Egypt blocked the canal by sinking ships. The international community reacted with immediate and severe condemnation. U.S. President Dwight D. Eisenhower, furious at the deception, threatened Britain with economic sanctions and a run on the pound. At the same time, the Soviet Union threatened intervention, raising the specter of a wider war within the broader context of the Cold War.

The United Nations deployed its first-ever peacekeeping force. By March 1957, foreign troops withdrew, and the canal reopened under Egyptian control.

The outcome was decisive. Nasser emerged as a hero of Arab nationalism, and the crisis marked the end of British and French imperial dominance in the Middle East.

Now consider the present.

In this scenario, it’s not Suez but the Strait of Hormuz. Egypt is replaced by Iran. And instead of Britain and France acting alongside Israel, it is the United States. Russia, in turn, plays a role analogous to the Soviet Union. The United Nations, this time, appears diminished—unable to exert meaningful influence.

In 1956, the United States acted as a restraining force on its allies. Today, it is a principal actor. Bahrain, United Arab Emirates, Kuwait, and Qatar are sovereign, wealthy, and deeply integrated into global markets with everything at stake.

Imagine the outcome.

Iran establishes a de facto toll system in the Strait, allowing passage to its own vessels and those willing to pay. After a period of escalation, the United States—seeking to avoid a wider war—unilaterally ends hostilities.

Iran then declares the toll permanent, framing it as both sovereign right and reparations for wartime damage.

What do the Gulf states do?

Publicly, they would reject it outright. Freedom of navigation is not an abstract principle for them; it is the foundation of their economic survival. Accepting such a regime would signal weakness and erode sovereignty.

My guess is they would comply, quietly, to keep oil and gas flowing—especially Qatar, whose exports depend heavily on that passage. The result would be a dual reality: formal opposition paired with practical accommodation.

More significantly, they would begin to rebalance their strategic relationships.

If the United States proves unwilling or unable to guarantee open passage, confidence in its security umbrella weakens. That doesn’t mean abandonment—but it does mean diversification. Ties with China and Russia deepen, not as replacements, but as hedges.

And perhaps most quietly, they would explore accommodation with Iran itself.

If Iran emerges from such a confrontation appearing resilient—or even victorious—the incentive shifts toward de-escalation. Diplomatic channels reopen. A tacit equilibrium forms.

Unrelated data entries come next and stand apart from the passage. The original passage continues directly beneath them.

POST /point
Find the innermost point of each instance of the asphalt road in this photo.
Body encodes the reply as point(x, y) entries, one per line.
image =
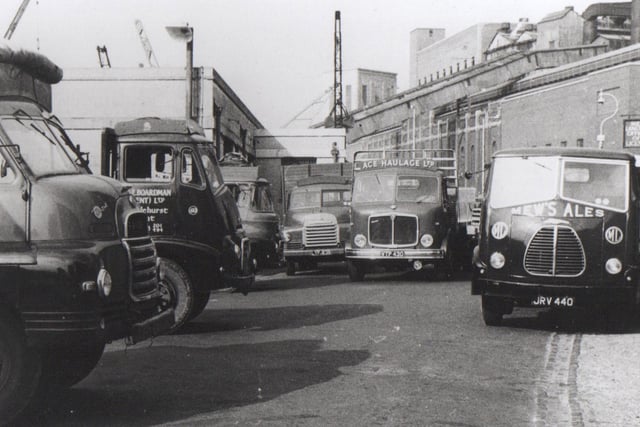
point(317, 350)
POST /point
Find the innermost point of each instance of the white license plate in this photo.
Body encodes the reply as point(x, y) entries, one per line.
point(392, 253)
point(546, 301)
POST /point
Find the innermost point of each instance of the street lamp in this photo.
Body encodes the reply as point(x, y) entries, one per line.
point(185, 34)
point(601, 95)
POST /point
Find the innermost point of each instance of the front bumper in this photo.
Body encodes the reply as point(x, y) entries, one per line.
point(524, 294)
point(112, 323)
point(395, 254)
point(314, 252)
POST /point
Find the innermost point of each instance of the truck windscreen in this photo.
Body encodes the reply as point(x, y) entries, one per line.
point(523, 180)
point(376, 187)
point(39, 148)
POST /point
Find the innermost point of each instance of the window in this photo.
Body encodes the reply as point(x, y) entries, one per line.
point(262, 196)
point(418, 189)
point(148, 163)
point(332, 198)
point(190, 172)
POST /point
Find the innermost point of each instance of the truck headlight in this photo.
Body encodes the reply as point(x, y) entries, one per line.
point(426, 240)
point(104, 283)
point(360, 240)
point(613, 266)
point(497, 260)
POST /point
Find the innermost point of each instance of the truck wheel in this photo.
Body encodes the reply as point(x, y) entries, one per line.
point(63, 367)
point(492, 310)
point(199, 304)
point(20, 370)
point(355, 270)
point(291, 268)
point(177, 291)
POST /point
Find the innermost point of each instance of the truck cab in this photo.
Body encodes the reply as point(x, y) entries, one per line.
point(255, 203)
point(195, 224)
point(403, 211)
point(559, 229)
point(316, 225)
point(77, 265)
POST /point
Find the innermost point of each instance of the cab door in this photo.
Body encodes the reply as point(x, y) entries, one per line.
point(196, 207)
point(15, 247)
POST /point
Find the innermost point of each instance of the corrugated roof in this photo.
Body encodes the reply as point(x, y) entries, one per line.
point(556, 15)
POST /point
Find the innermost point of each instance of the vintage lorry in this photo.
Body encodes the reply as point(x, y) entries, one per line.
point(255, 203)
point(404, 212)
point(77, 265)
point(193, 218)
point(316, 225)
point(559, 228)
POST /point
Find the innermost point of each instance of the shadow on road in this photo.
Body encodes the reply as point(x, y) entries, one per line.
point(266, 319)
point(163, 384)
point(575, 321)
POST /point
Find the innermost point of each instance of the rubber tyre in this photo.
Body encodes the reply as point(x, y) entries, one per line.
point(291, 268)
point(492, 310)
point(177, 291)
point(20, 370)
point(355, 270)
point(199, 304)
point(63, 367)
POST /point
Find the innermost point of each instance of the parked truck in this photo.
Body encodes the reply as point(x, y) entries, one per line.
point(316, 225)
point(559, 229)
point(404, 212)
point(195, 224)
point(255, 203)
point(77, 265)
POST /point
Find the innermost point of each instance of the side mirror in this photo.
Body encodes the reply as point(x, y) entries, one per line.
point(159, 166)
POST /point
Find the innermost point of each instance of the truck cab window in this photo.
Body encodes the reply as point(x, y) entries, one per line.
point(7, 174)
point(262, 196)
point(153, 164)
point(190, 172)
point(39, 147)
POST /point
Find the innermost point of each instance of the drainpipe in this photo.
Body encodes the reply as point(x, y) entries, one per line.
point(635, 21)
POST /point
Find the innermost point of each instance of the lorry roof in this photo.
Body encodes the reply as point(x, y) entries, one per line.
point(565, 152)
point(156, 125)
point(239, 173)
point(33, 63)
point(324, 179)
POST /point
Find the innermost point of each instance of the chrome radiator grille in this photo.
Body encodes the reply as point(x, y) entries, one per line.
point(555, 251)
point(393, 230)
point(142, 259)
point(320, 235)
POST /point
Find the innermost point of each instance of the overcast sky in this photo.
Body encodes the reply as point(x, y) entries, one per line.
point(277, 55)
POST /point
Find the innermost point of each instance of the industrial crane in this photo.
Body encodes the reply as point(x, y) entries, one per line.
point(146, 44)
point(16, 19)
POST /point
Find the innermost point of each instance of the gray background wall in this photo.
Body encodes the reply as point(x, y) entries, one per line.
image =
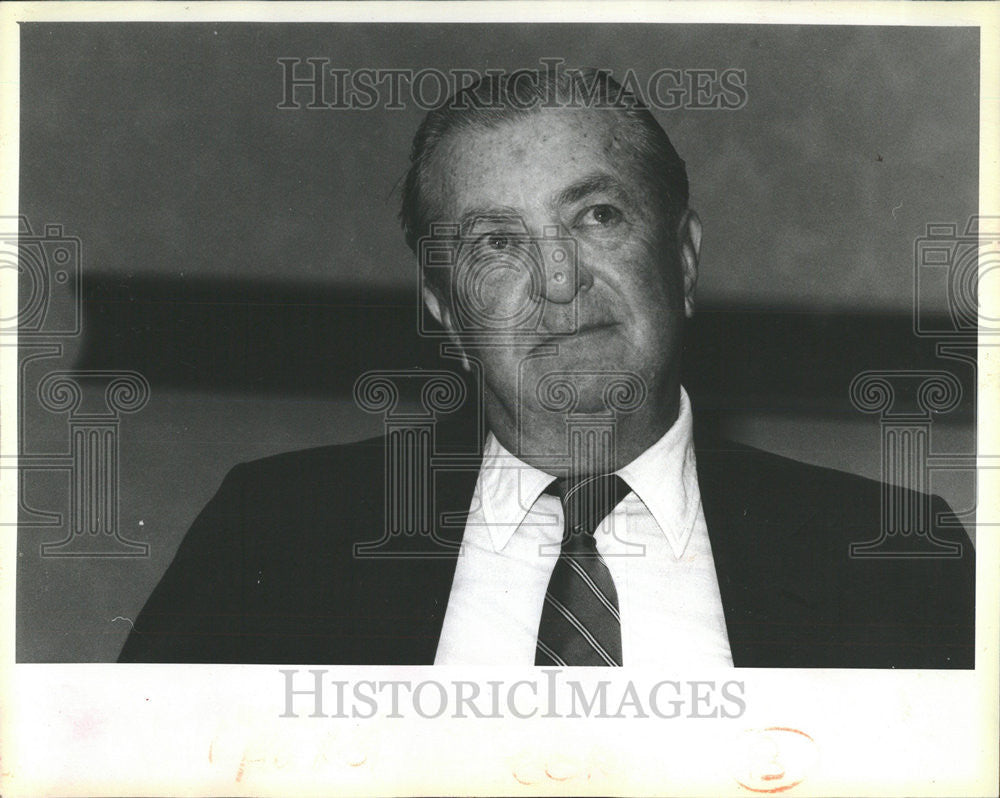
point(161, 147)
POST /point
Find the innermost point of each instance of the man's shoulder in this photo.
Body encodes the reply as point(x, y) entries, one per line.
point(348, 460)
point(753, 476)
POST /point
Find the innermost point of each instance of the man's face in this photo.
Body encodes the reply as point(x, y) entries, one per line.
point(574, 174)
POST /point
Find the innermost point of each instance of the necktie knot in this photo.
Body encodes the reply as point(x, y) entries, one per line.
point(580, 623)
point(586, 502)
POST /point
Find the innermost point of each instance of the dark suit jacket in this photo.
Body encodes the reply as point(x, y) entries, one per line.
point(267, 573)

Because for these states, the priority is not ideological victory. It is survival.

This is where the historical rhyme is strongest.

In 1956, Britain and France achieved their military objectives but suffered a lasting political defeat. Nasser, despite battlefield setbacks, emerged stronger.

In this scenario, Iran would not need a decisive military victory to claim success. Endurance alone—combined with the perception of having stood up to the United States—could be enough.

And that perception would reshape the region, and in the process power relationships around the world.